The irony was that the better the company was regarded, the less it needed to resort to hyperbole.

When selling the Financial Times as an advertising medium, we never had to resort to “we’re the number 1 business newspaper in the world”; our clients already knew the FT's position in the market and what it meant to be placing their advertising in the salmon pages.

This sales talk has evolved and can now be found in corporate mission statements; “world class” seems to be the big aim for many.

Becoming “world class” does not happen just because the words appear on a company’s website; or are on each slide of the CEO’s annual presentation to staff. Becoming “world class”, or achieving any other corporate positioning definition, only happens over time by doing lots of little things great.

Manufacturing good products; providing good service; having good people and a positive internal working environment; being conscientious of others and adopting a professional and credible style of communicating with the outside world. Oh, and doing all of the above better than anybody else in your field.

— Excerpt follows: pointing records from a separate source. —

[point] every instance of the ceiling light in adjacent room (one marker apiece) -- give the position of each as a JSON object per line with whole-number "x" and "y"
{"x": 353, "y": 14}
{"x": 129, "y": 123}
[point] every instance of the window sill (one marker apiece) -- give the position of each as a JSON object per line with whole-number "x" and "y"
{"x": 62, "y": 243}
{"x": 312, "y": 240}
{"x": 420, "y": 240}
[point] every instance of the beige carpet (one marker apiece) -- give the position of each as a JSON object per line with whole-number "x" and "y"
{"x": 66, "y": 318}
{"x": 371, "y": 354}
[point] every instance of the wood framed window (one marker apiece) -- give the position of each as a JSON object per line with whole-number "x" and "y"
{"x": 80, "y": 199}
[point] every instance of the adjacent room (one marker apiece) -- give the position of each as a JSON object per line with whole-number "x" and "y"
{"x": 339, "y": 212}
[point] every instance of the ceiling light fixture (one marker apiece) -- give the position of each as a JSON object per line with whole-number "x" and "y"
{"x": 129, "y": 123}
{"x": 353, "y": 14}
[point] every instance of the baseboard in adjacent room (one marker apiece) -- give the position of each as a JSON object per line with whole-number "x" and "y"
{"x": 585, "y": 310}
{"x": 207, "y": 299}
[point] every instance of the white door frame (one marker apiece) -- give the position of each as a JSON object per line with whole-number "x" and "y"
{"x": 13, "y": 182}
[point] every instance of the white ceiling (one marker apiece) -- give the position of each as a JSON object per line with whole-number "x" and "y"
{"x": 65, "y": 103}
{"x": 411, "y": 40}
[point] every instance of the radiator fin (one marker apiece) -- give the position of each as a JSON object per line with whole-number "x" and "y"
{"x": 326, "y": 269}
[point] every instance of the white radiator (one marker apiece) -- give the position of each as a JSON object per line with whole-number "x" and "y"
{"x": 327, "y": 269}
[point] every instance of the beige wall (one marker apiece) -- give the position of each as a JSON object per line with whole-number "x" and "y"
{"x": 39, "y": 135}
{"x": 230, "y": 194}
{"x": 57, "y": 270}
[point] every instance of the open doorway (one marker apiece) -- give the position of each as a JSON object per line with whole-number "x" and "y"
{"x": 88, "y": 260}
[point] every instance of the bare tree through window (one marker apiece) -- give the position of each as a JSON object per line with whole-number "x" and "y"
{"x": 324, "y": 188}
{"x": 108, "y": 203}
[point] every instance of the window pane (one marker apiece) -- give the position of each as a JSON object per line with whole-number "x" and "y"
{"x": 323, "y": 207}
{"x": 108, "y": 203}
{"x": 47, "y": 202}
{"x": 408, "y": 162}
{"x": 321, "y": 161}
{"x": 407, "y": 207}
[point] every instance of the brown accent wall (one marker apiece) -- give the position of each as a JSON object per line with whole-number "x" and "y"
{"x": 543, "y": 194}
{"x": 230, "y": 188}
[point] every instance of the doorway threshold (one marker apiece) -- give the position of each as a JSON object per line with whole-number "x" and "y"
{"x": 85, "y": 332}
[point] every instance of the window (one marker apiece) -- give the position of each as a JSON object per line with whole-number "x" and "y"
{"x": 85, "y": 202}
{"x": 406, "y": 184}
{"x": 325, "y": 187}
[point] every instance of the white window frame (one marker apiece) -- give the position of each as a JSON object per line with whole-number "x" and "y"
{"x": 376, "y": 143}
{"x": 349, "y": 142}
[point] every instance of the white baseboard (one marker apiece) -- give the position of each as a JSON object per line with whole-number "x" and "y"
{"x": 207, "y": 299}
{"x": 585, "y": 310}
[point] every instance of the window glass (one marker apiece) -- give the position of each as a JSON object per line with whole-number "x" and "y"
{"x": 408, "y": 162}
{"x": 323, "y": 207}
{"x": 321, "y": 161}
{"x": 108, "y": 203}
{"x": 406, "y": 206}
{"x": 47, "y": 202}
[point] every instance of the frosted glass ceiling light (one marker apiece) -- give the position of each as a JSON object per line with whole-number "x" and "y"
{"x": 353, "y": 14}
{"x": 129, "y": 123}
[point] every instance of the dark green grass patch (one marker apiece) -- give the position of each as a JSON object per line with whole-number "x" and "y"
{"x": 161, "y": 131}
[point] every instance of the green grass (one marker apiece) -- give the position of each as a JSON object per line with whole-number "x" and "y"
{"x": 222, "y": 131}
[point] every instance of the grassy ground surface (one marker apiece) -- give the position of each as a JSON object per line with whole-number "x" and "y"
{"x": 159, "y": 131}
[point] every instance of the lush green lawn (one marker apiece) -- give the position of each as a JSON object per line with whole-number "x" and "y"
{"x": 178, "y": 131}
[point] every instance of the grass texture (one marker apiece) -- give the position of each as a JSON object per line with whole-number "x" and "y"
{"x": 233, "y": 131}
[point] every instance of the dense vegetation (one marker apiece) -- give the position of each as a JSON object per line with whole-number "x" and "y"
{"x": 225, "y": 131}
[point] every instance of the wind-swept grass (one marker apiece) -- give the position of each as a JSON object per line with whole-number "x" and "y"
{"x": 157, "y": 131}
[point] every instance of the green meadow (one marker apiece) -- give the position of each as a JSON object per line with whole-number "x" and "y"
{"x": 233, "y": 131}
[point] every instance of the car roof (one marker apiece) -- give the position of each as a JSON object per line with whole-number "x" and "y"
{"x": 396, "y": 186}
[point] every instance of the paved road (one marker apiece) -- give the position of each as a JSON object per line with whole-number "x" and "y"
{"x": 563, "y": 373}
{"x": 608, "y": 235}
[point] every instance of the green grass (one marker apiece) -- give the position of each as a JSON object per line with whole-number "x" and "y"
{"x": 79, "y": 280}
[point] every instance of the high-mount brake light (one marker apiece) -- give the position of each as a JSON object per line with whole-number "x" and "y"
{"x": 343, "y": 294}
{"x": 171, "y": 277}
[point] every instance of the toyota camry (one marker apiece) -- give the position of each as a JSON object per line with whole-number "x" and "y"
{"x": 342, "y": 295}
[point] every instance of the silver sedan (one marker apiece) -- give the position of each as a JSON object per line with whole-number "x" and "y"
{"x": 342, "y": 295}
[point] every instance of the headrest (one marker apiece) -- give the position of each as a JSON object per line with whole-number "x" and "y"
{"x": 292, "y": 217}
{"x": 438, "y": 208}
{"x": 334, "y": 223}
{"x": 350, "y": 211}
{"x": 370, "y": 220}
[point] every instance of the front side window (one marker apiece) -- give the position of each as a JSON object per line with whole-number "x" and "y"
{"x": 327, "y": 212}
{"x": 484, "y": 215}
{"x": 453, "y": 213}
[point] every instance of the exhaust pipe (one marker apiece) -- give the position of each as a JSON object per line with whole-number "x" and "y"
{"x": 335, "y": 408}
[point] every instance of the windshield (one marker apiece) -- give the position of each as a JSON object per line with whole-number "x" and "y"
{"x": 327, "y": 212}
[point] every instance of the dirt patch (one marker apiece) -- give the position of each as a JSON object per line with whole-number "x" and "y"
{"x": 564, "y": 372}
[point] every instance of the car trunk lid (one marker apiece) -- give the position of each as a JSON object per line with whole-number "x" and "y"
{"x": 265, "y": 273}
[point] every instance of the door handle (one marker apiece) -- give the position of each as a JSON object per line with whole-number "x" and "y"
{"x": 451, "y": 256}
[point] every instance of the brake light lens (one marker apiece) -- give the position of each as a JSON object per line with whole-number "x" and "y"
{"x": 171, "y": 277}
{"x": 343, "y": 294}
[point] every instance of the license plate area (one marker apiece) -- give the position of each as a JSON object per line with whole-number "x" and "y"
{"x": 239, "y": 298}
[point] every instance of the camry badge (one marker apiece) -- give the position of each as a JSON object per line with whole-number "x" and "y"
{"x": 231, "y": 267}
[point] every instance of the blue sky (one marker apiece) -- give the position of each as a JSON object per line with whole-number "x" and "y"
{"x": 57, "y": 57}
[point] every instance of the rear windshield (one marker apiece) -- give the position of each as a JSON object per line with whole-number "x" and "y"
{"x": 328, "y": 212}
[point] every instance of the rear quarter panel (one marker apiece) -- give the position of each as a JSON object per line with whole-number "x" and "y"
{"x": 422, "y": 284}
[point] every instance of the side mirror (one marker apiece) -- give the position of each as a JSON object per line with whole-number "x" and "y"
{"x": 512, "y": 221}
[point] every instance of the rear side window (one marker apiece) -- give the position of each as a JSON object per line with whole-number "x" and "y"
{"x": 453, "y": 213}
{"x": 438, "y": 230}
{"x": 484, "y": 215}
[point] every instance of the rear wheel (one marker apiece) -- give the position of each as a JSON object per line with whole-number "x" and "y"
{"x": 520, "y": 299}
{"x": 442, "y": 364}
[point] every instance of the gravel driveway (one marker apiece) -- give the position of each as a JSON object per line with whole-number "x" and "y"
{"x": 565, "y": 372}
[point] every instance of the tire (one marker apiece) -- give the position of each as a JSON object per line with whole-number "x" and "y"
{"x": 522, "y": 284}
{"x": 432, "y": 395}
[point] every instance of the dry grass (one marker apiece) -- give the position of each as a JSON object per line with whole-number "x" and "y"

There are only a handful of truly world class companies out there. Companies who reached the top of the ladder not because they had a stated aspiration to become world class, but because they ran all aspects of their businesses really well.

So, some advice to those who have world class transformation programmes and world class ambitions – concentrate on the business at hand instead.

World class is a very exclusive club. Your aim should be on being very good at all aspects of the business. After doing this consistently over time and motivating others to follow your model, if somebody wants to refer to you as world class then all the better.